明治後期の写真
下の写真は、明治40年6月発行の「東京模範商工品録」中山安太 編、東京模範商工品録編纂所からのもの。
店の概要を抜粋、
東京市芝區本芝二丁目十一番地エナメル及ペンキ塗 間宮重次郎
君は今を距る三十年前より佛塔、佛具、堂宮の塗方を以て業とし習得する處甚だ多し、後ち業を轉じて人力車を製造して支那方面に輸出し、或は東京機械會社製造車の塗方を担当せり、其の間エナメル塗を我が國に於て創製することの必要を感じ、苦心に苦心を重ね、遂に能く之れを案出せり、今やエナメル塗を業とするもの各所に起れりと雖も、君は實に之れが創製を為せしものにして、我がエナメル塗の元祖たり・・・
・・・日露戰爭に際し砲兵工廠の御用命に接し一千台の軍用自轉車を一ヶ月に塗り上げ引き続き其の方法を同廠員に練習せしめしか如く。
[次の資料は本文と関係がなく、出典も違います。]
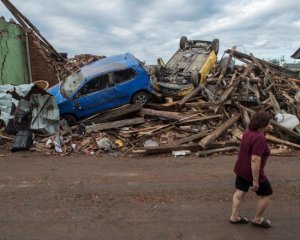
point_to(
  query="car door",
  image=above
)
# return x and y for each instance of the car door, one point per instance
(125, 84)
(96, 95)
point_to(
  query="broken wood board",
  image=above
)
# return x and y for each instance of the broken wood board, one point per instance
(115, 114)
(115, 124)
(219, 131)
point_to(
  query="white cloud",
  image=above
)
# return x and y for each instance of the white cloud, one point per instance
(152, 29)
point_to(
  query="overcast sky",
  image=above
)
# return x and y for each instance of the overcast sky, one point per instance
(152, 28)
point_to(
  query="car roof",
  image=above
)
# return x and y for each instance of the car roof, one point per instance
(109, 64)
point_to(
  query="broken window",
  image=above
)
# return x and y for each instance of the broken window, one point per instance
(124, 75)
(94, 85)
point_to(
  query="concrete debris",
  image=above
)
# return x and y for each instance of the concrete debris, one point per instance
(209, 120)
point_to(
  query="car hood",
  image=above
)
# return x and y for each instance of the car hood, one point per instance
(55, 91)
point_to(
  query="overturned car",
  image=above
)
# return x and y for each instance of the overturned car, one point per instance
(187, 68)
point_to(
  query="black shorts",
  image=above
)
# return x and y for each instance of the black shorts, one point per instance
(264, 189)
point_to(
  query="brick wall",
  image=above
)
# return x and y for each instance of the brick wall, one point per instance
(41, 66)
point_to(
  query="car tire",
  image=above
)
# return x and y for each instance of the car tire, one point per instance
(141, 98)
(215, 45)
(182, 42)
(195, 77)
(71, 120)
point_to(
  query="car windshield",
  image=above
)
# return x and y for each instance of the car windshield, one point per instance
(71, 83)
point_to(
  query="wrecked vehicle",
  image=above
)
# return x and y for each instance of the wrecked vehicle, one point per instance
(102, 85)
(187, 68)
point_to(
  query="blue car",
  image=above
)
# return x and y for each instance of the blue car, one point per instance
(102, 85)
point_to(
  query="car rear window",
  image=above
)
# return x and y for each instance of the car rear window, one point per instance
(124, 75)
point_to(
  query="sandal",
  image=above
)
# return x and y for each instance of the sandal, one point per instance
(264, 224)
(242, 220)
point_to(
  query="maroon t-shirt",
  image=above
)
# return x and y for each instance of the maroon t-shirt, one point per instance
(253, 143)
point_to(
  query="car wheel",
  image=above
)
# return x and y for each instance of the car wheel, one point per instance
(141, 98)
(71, 120)
(195, 78)
(215, 45)
(182, 42)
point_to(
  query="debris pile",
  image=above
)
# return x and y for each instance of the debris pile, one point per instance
(209, 120)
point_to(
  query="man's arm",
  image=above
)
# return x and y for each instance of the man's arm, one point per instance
(255, 166)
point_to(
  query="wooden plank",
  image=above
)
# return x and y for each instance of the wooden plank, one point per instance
(114, 114)
(189, 96)
(201, 104)
(191, 138)
(218, 132)
(115, 124)
(287, 131)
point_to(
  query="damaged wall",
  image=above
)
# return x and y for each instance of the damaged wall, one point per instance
(41, 66)
(12, 63)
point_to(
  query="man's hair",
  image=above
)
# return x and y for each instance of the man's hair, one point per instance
(259, 120)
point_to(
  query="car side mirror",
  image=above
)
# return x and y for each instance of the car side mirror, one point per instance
(77, 105)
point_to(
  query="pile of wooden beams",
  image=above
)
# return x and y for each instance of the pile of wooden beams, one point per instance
(208, 121)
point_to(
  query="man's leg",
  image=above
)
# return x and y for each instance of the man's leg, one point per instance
(237, 199)
(262, 204)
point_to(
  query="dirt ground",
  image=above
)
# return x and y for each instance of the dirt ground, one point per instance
(92, 197)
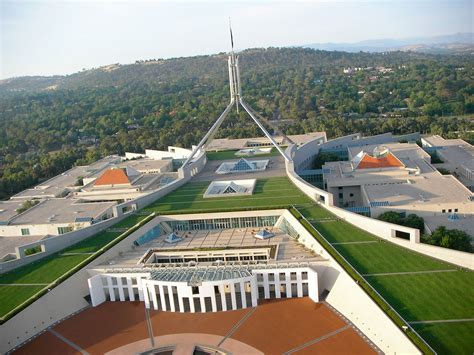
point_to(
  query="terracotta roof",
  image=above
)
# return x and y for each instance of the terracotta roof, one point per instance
(112, 177)
(386, 161)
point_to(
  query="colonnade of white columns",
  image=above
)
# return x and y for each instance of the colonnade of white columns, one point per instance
(207, 296)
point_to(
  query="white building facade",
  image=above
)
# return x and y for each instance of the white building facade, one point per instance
(206, 289)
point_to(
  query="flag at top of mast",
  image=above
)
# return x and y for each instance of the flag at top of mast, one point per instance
(234, 76)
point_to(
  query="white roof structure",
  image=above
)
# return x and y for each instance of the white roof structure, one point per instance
(241, 166)
(173, 238)
(264, 234)
(230, 187)
(243, 143)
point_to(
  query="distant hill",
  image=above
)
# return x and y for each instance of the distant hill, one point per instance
(459, 43)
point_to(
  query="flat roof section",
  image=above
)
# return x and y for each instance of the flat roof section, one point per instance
(288, 250)
(61, 210)
(432, 188)
(55, 186)
(242, 143)
(146, 164)
(438, 141)
(8, 210)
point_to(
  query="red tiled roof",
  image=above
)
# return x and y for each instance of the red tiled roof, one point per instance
(386, 161)
(112, 177)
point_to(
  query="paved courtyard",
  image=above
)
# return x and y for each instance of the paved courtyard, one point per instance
(296, 325)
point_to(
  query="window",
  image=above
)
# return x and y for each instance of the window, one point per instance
(62, 230)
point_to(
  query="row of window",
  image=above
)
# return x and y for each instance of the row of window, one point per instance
(282, 276)
(223, 223)
(61, 230)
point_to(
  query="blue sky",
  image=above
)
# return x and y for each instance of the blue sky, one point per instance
(44, 37)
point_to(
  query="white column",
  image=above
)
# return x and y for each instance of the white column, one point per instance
(254, 286)
(146, 295)
(120, 287)
(152, 290)
(288, 284)
(313, 289)
(140, 288)
(203, 304)
(299, 285)
(171, 298)
(213, 300)
(180, 300)
(277, 285)
(111, 289)
(162, 297)
(232, 296)
(242, 294)
(223, 300)
(96, 289)
(131, 294)
(266, 289)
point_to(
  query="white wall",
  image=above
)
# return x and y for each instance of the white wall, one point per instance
(352, 301)
(54, 244)
(379, 228)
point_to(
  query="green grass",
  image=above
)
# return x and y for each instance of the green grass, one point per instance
(129, 221)
(276, 192)
(315, 212)
(449, 338)
(340, 232)
(417, 297)
(12, 296)
(93, 244)
(446, 295)
(42, 271)
(53, 267)
(381, 257)
(230, 154)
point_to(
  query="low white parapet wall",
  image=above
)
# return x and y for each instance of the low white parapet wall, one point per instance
(62, 301)
(54, 244)
(352, 301)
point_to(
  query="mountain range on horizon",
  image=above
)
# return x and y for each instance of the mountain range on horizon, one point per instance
(458, 43)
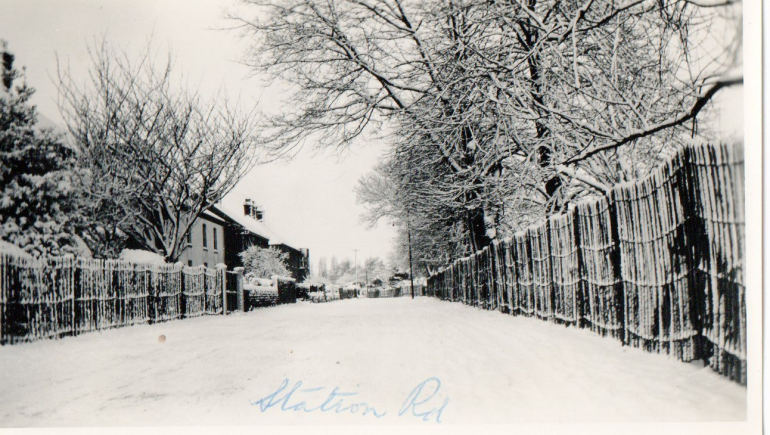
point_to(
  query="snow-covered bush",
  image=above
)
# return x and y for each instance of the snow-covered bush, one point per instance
(37, 178)
(140, 256)
(265, 262)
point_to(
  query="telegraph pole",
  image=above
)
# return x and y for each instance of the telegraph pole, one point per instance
(409, 238)
(355, 263)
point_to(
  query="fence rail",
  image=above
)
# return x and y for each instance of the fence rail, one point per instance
(657, 264)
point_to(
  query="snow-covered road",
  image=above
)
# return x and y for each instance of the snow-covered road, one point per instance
(228, 370)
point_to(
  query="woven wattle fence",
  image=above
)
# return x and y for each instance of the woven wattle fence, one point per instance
(54, 297)
(657, 264)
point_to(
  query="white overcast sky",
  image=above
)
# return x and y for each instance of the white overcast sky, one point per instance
(309, 201)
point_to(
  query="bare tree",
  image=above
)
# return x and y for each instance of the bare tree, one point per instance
(500, 111)
(155, 157)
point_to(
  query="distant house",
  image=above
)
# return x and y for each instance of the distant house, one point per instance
(249, 229)
(206, 242)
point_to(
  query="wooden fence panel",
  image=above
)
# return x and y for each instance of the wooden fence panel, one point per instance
(541, 271)
(566, 272)
(658, 263)
(194, 291)
(719, 260)
(525, 298)
(37, 298)
(656, 252)
(601, 289)
(166, 292)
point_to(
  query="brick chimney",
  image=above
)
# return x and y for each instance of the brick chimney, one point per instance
(252, 210)
(248, 207)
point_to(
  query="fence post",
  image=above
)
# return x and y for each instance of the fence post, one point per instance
(222, 272)
(615, 259)
(239, 289)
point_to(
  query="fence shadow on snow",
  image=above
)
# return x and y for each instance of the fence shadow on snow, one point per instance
(657, 264)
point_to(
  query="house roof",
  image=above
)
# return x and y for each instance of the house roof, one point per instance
(259, 228)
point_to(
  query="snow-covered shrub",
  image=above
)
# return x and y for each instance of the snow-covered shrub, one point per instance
(265, 262)
(37, 176)
(140, 256)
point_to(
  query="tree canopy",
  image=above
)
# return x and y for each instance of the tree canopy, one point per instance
(498, 113)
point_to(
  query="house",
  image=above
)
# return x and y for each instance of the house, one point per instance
(243, 230)
(206, 242)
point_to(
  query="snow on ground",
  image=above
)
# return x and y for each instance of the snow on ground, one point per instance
(492, 368)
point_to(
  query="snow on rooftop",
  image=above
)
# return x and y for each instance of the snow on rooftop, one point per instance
(257, 227)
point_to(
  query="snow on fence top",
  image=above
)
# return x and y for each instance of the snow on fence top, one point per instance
(658, 264)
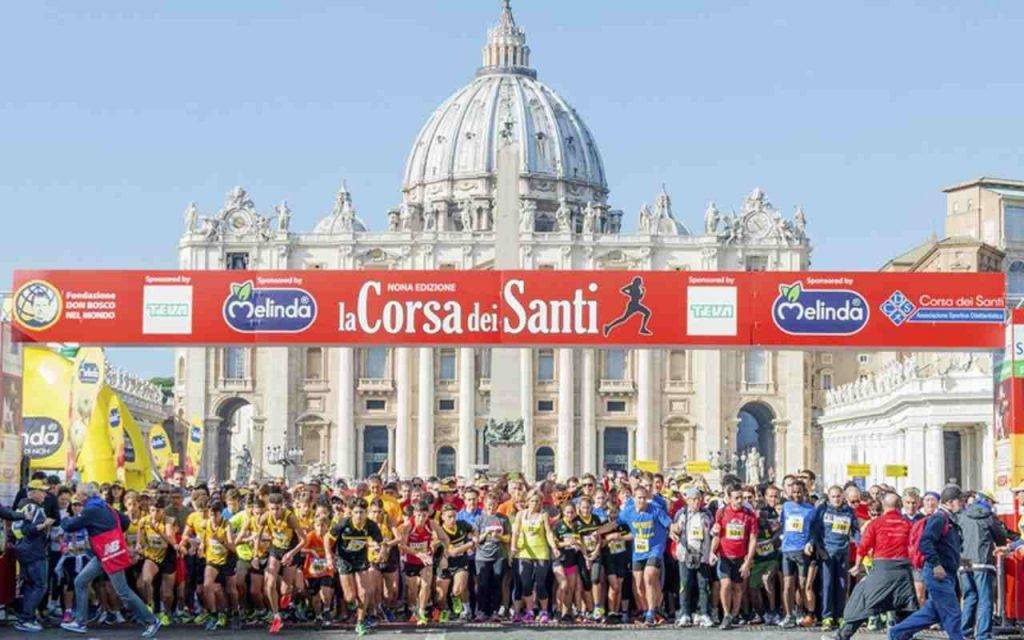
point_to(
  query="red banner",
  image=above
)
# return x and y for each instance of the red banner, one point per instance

將た又た東宮御所御造営に就エナメル塗方一切の御用命を辱ふするの光榮を荷ひしか如き、君のエナメル塗が精巧にして他に抜きんするにあらざるよりは曷んぞ斯の如くなるを得んや、第五回內國勧業博覧会に於て自轉車エナメルに於て二等賞牌を受領せしがり如き豈に偶然ならんや・・・
今まエナメル塗の主なる用途を示せば左(下)の如し
一汽船
一車輛
一諸機械
一建築
一自轉車
一諸看板
一家具
一硝子金看板
一室內装飾用美術和洋画
一車輛
一諸機械
一建築
一自轉車
一諸看板
一家具
一硝子金看板
一室內装飾用美術和洋画
註、一時は人力車も製造し、中国にも輸出したことや、日露戦争時には軍用自転車を1か月に1000台も塗装したとある。この写真を見ると確かに多数の自転車やそのフレームなどが置かれている、工場内も同様で、所狭しと塗装待ちの自転車のフレームなどが見える。
店前の写真には不鮮明だが塗装工など20人ほど写っている。2階のベランダにも注目。